You weren't richer but the worl might be. Sometimes clean sheets and first principles discover assumptions that have changed. Either in how people use software, how the domain itself works, or the constraints of computing.
I think that depends a lot on whether the failed startup produced any code, papers, conference talks, even podcast episodes, etc. If not, and everything was just buried in the person's head, then no, the world is not richer for it.

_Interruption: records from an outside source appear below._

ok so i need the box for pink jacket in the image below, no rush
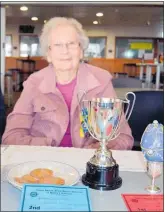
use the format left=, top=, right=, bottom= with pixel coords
left=2, top=63, right=134, bottom=149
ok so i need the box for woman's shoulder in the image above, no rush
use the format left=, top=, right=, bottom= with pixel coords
left=23, top=66, right=50, bottom=88
left=82, top=63, right=113, bottom=83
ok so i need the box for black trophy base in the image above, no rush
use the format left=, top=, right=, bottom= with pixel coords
left=82, top=162, right=122, bottom=190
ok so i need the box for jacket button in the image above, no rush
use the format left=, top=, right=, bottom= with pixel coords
left=41, top=106, right=45, bottom=111
left=51, top=140, right=56, bottom=147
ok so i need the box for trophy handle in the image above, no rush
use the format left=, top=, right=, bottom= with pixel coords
left=77, top=91, right=100, bottom=142
left=123, top=92, right=136, bottom=121
left=108, top=92, right=136, bottom=141
left=77, top=90, right=87, bottom=108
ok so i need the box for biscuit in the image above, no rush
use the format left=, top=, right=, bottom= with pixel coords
left=39, top=176, right=65, bottom=185
left=30, top=168, right=53, bottom=179
left=15, top=174, right=39, bottom=184
left=14, top=177, right=26, bottom=184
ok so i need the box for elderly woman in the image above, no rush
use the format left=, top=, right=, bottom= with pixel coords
left=2, top=17, right=133, bottom=149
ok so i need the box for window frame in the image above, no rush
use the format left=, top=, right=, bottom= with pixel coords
left=5, top=34, right=13, bottom=57
left=85, top=36, right=107, bottom=58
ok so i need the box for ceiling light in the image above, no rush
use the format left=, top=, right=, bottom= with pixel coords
left=96, top=12, right=103, bottom=17
left=93, top=21, right=98, bottom=24
left=146, top=21, right=151, bottom=26
left=44, top=20, right=47, bottom=24
left=20, top=6, right=28, bottom=11
left=31, top=17, right=38, bottom=21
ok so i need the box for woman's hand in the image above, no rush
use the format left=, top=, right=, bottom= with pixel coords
left=85, top=142, right=100, bottom=149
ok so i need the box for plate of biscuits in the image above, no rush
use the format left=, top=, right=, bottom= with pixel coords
left=7, top=161, right=80, bottom=190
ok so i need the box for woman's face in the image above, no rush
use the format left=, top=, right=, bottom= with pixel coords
left=48, top=25, right=83, bottom=72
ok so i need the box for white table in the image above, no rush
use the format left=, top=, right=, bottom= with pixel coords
left=155, top=63, right=164, bottom=90
left=136, top=63, right=164, bottom=89
left=1, top=145, right=163, bottom=211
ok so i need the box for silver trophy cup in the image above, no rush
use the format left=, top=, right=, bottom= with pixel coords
left=78, top=92, right=136, bottom=190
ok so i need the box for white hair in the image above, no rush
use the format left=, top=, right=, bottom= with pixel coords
left=40, top=17, right=89, bottom=60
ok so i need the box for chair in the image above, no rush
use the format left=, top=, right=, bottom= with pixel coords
left=152, top=72, right=164, bottom=88
left=123, top=63, right=137, bottom=77
left=126, top=91, right=164, bottom=151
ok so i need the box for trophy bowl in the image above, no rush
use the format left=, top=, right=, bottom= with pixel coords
left=78, top=92, right=136, bottom=190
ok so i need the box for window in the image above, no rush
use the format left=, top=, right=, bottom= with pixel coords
left=157, top=40, right=164, bottom=55
left=115, top=37, right=154, bottom=59
left=20, top=35, right=40, bottom=57
left=84, top=37, right=106, bottom=58
left=5, top=35, right=12, bottom=56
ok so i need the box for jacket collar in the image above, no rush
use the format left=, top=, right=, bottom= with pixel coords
left=77, top=63, right=101, bottom=93
left=38, top=64, right=57, bottom=94
left=39, top=63, right=101, bottom=94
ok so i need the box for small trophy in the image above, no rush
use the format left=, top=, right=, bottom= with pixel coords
left=78, top=92, right=136, bottom=190
left=141, top=120, right=163, bottom=194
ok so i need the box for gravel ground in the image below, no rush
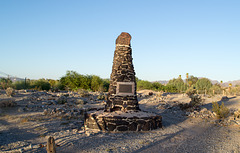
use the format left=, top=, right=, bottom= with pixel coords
left=0, top=90, right=240, bottom=153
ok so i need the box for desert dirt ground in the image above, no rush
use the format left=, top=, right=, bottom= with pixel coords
left=0, top=89, right=240, bottom=153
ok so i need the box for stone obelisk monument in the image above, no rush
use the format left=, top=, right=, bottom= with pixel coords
left=84, top=32, right=162, bottom=132
left=105, top=32, right=139, bottom=112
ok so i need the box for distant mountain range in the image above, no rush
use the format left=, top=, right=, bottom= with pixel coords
left=155, top=78, right=240, bottom=87
left=156, top=80, right=169, bottom=85
left=222, top=80, right=240, bottom=87
left=0, top=76, right=24, bottom=82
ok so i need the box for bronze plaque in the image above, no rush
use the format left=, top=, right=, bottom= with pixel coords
left=116, top=82, right=134, bottom=96
left=119, top=84, right=132, bottom=93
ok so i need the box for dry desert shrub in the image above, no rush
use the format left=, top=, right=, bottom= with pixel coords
left=6, top=87, right=15, bottom=97
left=20, top=118, right=29, bottom=124
left=57, top=96, right=67, bottom=104
left=78, top=89, right=90, bottom=97
left=0, top=99, right=16, bottom=107
left=234, top=109, right=240, bottom=119
left=97, top=92, right=106, bottom=100
left=186, top=87, right=202, bottom=107
left=212, top=102, right=229, bottom=119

This kind of thing is why I'm so grateful to the founders of startups like Starsky, who are obviously still immensely passionate about the domain they were in. That even in the wake of the company failing, they've continued to advance the state of the art by sharing what they learned, especially where it's wisdom that goes against the current dogma (eg, that teleop is a hugely important part of a self-driving vehicle strategy, but that investors of the late 2010s were turned off by that focus because they wanted to see companies trying to shoot the moon on L4/L5 autonomy): https://medium.com/starsky-robotics-blog/the-end-of-starsky-...
My startup idea was to recognize objects by their shape. I got it to the point where I was able to setup an elasticsearch index that looked at point clouds uploaded and performed feature extraction on what was ingested. I haven't open sourced by code because I probably had committed API keys (but I should make it public now since all those keys stopped existing). The biggest issue was a large amount of debt and lost opportunity cost.
But it gave me a new perspective and at times it was really fun learning so much. I think it has made me a better developer because I made so many complicated mistakes and now I can simplify things.
The world isn't richer if you listen to feedback quite the opposite it makes you improve what you are making.
I agree about the learning aspect but overhyping something doesn't really pan out that well.